Various provisions of state law require police officers to enforce drug possession laws, so legal officials in Bell County have signaled to local police departments that voters’ new marijuana ordinance is essentially void.
Julia Arey, a graduate of Harker Heights High School who said she’s attending Baylor University, recalled drug deals inside her high school and an environment that was already not prime for learning.
“Every single bathroom reeked of weed,” Julia said of her high school. “… I’ve witnessed drug deals in my classroom.”
Julia said voters shouldn’t have been allowed to vote on the measure at all.
“I don’t think we should be able to vote on it,” she said. “I think we shouldn’t do it at all.”
Gerald F. Dreher, a retired Army surgeon, said the area’s military readiness might be compromised by the marijuana ordinance.
“In a military community, we should have higher standards,” Dreher said. “…It’s just wrong in every way.”
Terry Delano said the ordinance would have an effect on crime.
“I don’t believe this will do anything to improve crime in Harker Heights,” Delano said. “I think it will make it worse.”
Once the public comment period was over, City Attorney Charlie Olson gave the council his legal opinion on why the ordinance should be repealed: It was inconsistent with existing state law and targets the law enforcement community.
“It places limitations and burdens on their conduct,” Olson said. “It essentially targets police officers.”
Olson also outlined how the ordinance was light on definitions, like what constitutes a ‘high-priority narcotics investigation’ exception in the ordinance for probable cause searches and that the ordinance violated the separation of powers between the judicial and legislative branches.
“The courts decide what is probable cause depending on a given situation,” Olson said.
Olson could find no precedent for a city disciplining a police officer, as is dictated by the new ordinance if officers decide to uphold state marijuana law instead of a local marijuana law.
“I know of no city anywhere who punishes police officers for upholding state law,” Olson said.
Councilwoman Nash was the only council member to ask Olson questions about their options of amending the ordinance, whether the city or council could be punished by the state for upholding the ordinance, or if officers already have discretion to cite and release those suspected of possessing small amounts of marijuana.
Some cities in Texas allow for officers to cite and release marijuana possession suspects.
Other cities such as Elgin, San Marcos and Austin have fully enforced the will of voters on decriminalizing marijuana in recent elections, with no apparent action to stop them by state officials.

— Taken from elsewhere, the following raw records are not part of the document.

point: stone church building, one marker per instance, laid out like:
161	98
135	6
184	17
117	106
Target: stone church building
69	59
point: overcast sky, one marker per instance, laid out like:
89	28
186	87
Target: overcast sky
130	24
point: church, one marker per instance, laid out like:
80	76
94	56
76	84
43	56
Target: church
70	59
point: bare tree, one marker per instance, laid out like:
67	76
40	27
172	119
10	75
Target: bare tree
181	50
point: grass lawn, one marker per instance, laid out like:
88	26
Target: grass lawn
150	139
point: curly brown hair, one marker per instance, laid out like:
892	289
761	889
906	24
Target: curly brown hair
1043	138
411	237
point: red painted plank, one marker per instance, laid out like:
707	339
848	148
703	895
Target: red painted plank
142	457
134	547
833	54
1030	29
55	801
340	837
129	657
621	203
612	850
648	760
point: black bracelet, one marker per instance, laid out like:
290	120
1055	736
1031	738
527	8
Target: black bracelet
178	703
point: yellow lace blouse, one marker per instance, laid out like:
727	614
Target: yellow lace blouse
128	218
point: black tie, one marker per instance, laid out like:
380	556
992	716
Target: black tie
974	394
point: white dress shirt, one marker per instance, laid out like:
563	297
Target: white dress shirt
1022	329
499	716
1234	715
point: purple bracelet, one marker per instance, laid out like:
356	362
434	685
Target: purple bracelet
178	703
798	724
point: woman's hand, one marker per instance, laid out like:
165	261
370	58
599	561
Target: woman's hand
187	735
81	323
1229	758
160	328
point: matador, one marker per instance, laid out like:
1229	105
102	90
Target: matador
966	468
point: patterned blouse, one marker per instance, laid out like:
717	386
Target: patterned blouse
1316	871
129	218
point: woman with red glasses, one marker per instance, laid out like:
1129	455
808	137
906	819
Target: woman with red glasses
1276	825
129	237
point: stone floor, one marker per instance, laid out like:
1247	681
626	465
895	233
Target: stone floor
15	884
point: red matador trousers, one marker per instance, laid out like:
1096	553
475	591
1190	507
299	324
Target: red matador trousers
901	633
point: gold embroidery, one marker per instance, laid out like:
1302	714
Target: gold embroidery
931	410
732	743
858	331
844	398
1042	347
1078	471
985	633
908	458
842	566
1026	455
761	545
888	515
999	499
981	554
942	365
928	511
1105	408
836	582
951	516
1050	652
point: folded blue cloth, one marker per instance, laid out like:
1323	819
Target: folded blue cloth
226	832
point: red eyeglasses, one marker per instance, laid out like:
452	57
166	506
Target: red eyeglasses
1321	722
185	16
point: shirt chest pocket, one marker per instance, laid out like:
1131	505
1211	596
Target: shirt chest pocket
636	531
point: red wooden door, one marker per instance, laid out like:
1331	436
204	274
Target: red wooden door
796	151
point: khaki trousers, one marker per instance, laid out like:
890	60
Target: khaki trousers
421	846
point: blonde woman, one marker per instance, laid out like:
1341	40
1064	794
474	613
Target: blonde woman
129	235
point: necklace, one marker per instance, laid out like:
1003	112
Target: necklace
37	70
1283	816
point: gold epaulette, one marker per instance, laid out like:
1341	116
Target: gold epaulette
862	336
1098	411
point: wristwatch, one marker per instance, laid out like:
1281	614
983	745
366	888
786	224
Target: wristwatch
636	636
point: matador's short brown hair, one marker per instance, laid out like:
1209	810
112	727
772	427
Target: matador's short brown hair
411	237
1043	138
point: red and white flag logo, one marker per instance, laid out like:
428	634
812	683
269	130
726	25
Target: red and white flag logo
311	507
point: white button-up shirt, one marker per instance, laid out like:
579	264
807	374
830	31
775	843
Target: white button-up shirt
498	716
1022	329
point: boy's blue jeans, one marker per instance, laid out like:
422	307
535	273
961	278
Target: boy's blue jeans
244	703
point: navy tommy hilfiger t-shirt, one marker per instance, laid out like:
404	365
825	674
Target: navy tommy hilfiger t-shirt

Nash asked Olson what the state of Texas could really do if Harker Heights chose not to repeal the marijuana ordinance.
“Would the state come back on us?” Nash asked Olson.
“They could, but I don’t think they would,” Olson answered.
Nash said she wasn’t in favor of punishing police officers, but nonetheless was the only vote to keep the ordinance.
“I have my own opinions,” Nash said “... but I don’t think this is something we should punish officers for.”
Various members of the legal community, including Bell County District Attorney Henry Garza, investigators and several police officers attended the council meeting Tuesday night.
The Killeen City Council members voted to put a moratorium on that city’s identical ordinance until they can gather information about potentially amending it.
They will address the issue again at the council’s Dec. 6 meeting.